Modelled on Arabic satellite network al Jazeera and led by Salim Amin, son of legendary Kenyan photojournalist Mo Amin, Africa TV aims to be an independent voice reporting on all events -- good and bad -- to the continent and the rest of the world.
"My vision is to give a more balanced view of Africa by Africans rather than by foreign correspondents," Amin told Reuters yesterday.
"The way the international 24-hour news machine works the big networks have a lot of other big stories that need to be covered and they can't devote the resources that I believe are necessary to cover Africa properly," he added.

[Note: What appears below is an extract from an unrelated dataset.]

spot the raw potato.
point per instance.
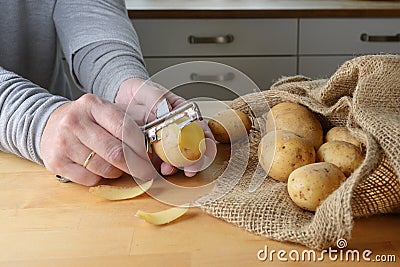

Amin, in London to drum up interest and investment in the venture, noted that U.S. news network CNN and Britain's Sky Television had just one African bureau each while the BBC has four to cover the continent's 53 countries.
"With those few bureaux you can't really be everywhere, and what they do concentrate on is the big news stories and they are unfortunately usually the ones about war, famine, corruption and HIV," he added.
"We are not here to do PR for Africa. But we want to balance the hard news stories with stories about the successes on the continent -- the people, the fashion, the entertainment, the sport, the music," he added.
Amin pointed to the booming middle class eager for news about fellow Africans, and the large African diaspora anxious to keep track of news from home but offered scant means to do so.
The aim is to eventually have a small television crew in every African capital broadcasting in an array of the continent's multiplicity of languages.
But when the channel goes on air it will initially only be in English and French and is unlikely to cover more than half of Africa.
Amin acknowledged that others had tried and failed, but said that new technology from mobile phones to the Internet made it easier and cheaper to produce a service and avoid interference from governments known for their dislike of independent media.
"Through these means as well as standard television and radio we are hoping we can get the message out to the majority of people," he said.
"If we can at least make a little bit of a dent and get Africans talking to each other ... we can put pressure on governments to be accountable as al Jazeera has done," he added.
Hoping to raise initial capital of up to $35 million, ATV aims to be testing by the end of December this year and on air from March 6, 2007.
But in the meantime Amin and his team have to put together a watertight business plan.
"We are convinced this is feasible. But we need the business plan to prove it," he said. "We will be reporting without fear or favour. That is the goal and the vision. I don't know if it is possible, but I think it is.